Mesures préventives et réduction des risques

  • Le gouvernement du Canada a publié l'Approche de gestion des risques proposée pour le Disperse Yellow 3 le 11 mars 2017. La publication de l'Approche de gestion des risques proposée a été suivie d'une période de commentaires du public de 60 jours qui s'est terminée le 10 mai 2017.
    • Le Disperse Yellow 3 a été ajouté à l'annexe 1 de la LCPE (1999), aussi appelée Liste des substances toxiques.
    • Étant donné les nouvelles informations reçues sur l'utilisation du Disperse Yellow 3 au Canada, l'Approche de gestion des risques proposée est actuellement en révision. Les nouvelles informations indiquent que les installations restantes utilisant encore le Disperse Yellow 3 planifient l'arrêt de l'importation et de l'utilisation de cette substance.
    • L’approche de gestion des risques propose que les risques liés au Disperse Yellow 3 soient gérés au moyen d’un avis de planification de la prévention de la pollution (P2). Considérant que les utilisations actuelles du Disperse Yellow 3 devraient faire l’objet d’une élimination progressive à court terme, le recours à un avis de planification de la P2 n’est plus envisagé étant donné que l’élaboration et l’exécution des plans de la P2 s’échelonnent sur de nombreuses années.
    • Des directives sur les rejets ont été sélectionnées comme étant l'instrument optimal de gestion des risques pour répondre à la toxicité du Disperse Yellow 3 et des préoccupations environnementales liées aux 25 autres colorants azoïques dispersés de poids molaires inférieurs à 360 g/mol.
  • Bien qu'il n'y ait pas d'inquiétudes aux niveaux actuels d'exposition, certains de ces colorants azoïques dispersés, ainsi que d'autres substances du Groupe des substances aromatiques azoïques et à base de benzidine, ont des effets préoccupants sur la santé ou l'environnement. Le gouvernement a étudié les options pour déterminer la meilleure façon de surveiller les changements dans l'utilisation de certaines de ces substances.
  • Un Document de consultation sur les options relatives à certaines substances azoïques aromatiques et à base de benzidine ayant des effets préoccupants a donc été publié en même temps que l'évaluation.
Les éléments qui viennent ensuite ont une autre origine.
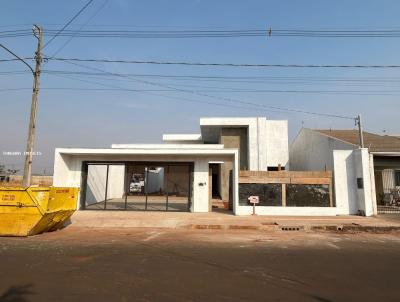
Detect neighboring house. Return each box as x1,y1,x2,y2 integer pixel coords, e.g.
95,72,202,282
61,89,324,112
53,117,289,213
290,128,400,214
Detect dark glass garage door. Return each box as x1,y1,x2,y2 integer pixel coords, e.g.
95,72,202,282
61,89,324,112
81,162,193,212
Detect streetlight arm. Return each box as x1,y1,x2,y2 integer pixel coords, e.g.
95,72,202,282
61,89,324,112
0,44,35,74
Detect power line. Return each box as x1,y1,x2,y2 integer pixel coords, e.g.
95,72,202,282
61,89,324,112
1,86,400,95
43,0,93,49
45,57,400,69
51,0,110,57
6,27,400,39
6,69,400,84
0,44,35,74
49,61,354,120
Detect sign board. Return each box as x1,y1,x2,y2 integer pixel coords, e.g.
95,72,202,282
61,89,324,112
248,196,260,204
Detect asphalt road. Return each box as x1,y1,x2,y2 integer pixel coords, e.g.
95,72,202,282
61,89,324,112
0,228,400,302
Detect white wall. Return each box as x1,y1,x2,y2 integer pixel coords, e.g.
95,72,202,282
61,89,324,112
146,168,164,194
333,148,376,216
289,128,355,171
53,149,238,212
86,165,125,204
191,158,209,212
265,120,289,170
333,150,358,215
107,165,125,199
200,117,289,171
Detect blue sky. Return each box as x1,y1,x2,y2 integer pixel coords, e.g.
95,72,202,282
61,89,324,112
0,0,400,173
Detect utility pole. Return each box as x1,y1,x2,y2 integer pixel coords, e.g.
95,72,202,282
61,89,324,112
22,25,43,187
356,114,364,148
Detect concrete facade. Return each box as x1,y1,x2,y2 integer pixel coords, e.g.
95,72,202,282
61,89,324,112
53,145,238,212
290,128,377,216
53,117,290,214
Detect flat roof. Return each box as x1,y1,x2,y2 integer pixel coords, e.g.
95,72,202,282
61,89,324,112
314,129,400,153
163,133,201,141
55,145,238,156
111,144,224,150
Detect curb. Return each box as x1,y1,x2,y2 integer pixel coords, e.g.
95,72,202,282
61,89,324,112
186,224,400,233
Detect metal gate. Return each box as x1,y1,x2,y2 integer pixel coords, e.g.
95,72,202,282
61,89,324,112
81,162,193,212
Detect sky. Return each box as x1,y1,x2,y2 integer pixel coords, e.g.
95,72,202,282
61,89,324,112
0,0,400,174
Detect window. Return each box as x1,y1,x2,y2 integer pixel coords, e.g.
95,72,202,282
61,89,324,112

Le document décrit les options possibles pour la collecte de renseignements et les mesures préventives pour certaines substances azoïques aromatiques et à base de benzidine. Les intervenants ont eu l'occasion de fournir des commentaires sur ces documents pendant la période de commentaires du public de 60 jours, qui a pris fin le 10 mai 2017.
  • Les dispositions relatives aux nouvelles activités (NAc) avaient été appliquées à 33 substances qui sont des colorants dispersés azoïques. Trente-deux de ses substances ont été évaluées en 2008 lors de l'évaluation de 145 substances PBiT en 2008, et une substance (le Disperse Orange 5) a été évaluée en 2009 lors de l'évaluation des substances du cinquième lot du Défi. Ces dispositions prévoient que toute proposition nouvelle de fabrication, d'importation ou d'utilisation doit faire l'objet d'une évaluation plus poussée afin de déterminer si une nouvelle activité requiert une gestion plus serrée des risques.
  • Selon l'information présentée dans l'évaluation préalable finale concernant certains colorants azoïques dispersés, on a conclu que ces substances ne sont plus considérées comme ayant des effets préoccupants pour l'environnement et que de nouvelles activités impliquant ces substances ne sont pas préoccupantes. Par conséquent, les exigences en vertu des dispositions relatives aux NAc de la LCPE (1999) pour ces substances ont été annulées en juillet 2017.
  • De plus amples renseignements se trouvent dans le tableau de Gestion des risques du PGPC et l'Echéancier des activités de gestion des risques et des consultations.

Renseignements connexes

  • Pour se protéger et protéger l'environnement, les Canadiens devraient respecter les mises en garde et les instructions inscrites sur les étiquettes des produits, et d'éliminer les produits de manière responsable.
  • Les Canadiens qui pourraient être exposés à ces substances en milieu de travail devraient consulter leur employeur et leur représentant en santé et sécurité au travail (SST) en ce qui a trait aux pratiques de manutention sécuritaires et aux lois et exigences applicables en vertu de la législation en matière de SST et du Système d'information sur les matières dangereuses utilisées au travail (SIMDUT).